Congo: Katanga next for mineral boom —and war?
Recent headlines from the Democratic Republic of Congo are exceptionally optimistic, with government gains against the M23 rebels in the country's war-torn east followed by the guerilla army's pledge to lay down arms. (IRIN, Nov. 8) Few media accounts have noted that this development comes immediately after the US announced a suspension of military aid to Rwanda, the M23's patron, over use of child soldiers.

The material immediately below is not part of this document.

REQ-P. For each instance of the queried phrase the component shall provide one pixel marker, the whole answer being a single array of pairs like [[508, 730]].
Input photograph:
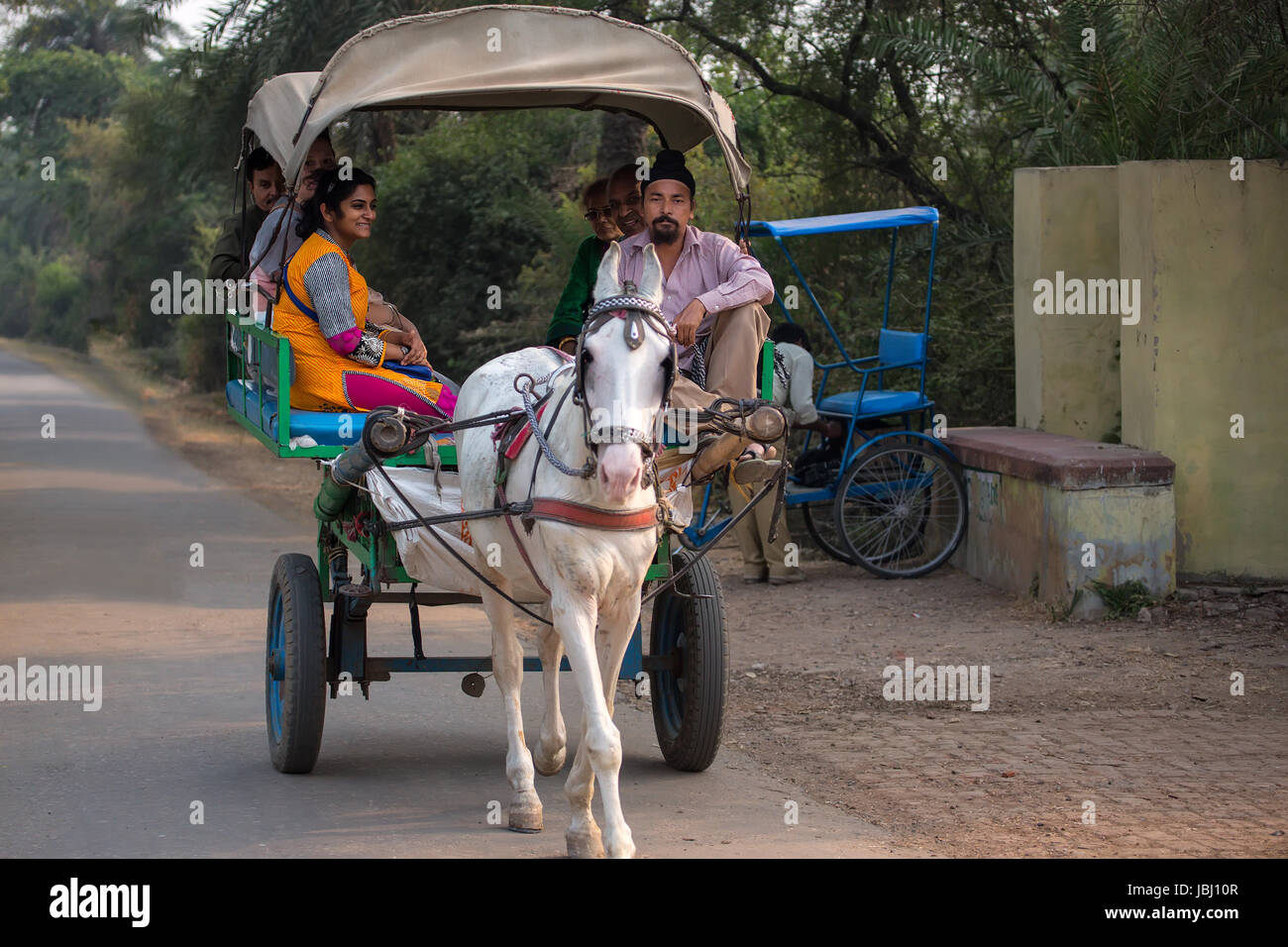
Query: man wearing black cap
[[713, 295]]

The DRC itself was also officially blacklisted, but received a "partial waiver." Rwanda was explicitly held responsible for use of child soldiers by its proxy force in the DRC. (VOA, Oct. 3)
The DRC is now touting an imminent mineral boom in copper-rich Katanga province in the country's south. "Our budget for reconstruction has been blocked by the central government because of the war," said Katanga's Gov. Moise Katumbi. "Without this war, there will be more money." (Bloomberg, Nov. 18) But while the world has focused on the M23 insurgency in the east, a low-level war in Katanga has displaced 375,000 over the three years. The separatist Bakata Katanga movement has repeatedly clashed with security forces this year—most recently on Oct. 28, when presumed separatists attacked the home of the military police commander in Lubumbashi, the provincial capital. Bakata Katanga attempted to occupy Lubumbashi in March, sparking a battle that left some 40 dead. (Bloomberg, Oct. 29)
As in the DRC's east, where a struggle for control of the strategic mineral coltan has figured prominently in the fighting, mineral wealth is a goad of war in Katanga. Earlier this year, Amnesty International issued a report, "Profits and Loss: Mining and human rights in Katanga," linking both "official" and "artisanal" mining operations in Katanga to human rights abuses. In one case highlighted in the report, 300 families were forcibly evicted from their homes in Luisha when a Chinese company, Congo International Mining Corporation (CIMCO), was given mining rights to a site in the center of the village.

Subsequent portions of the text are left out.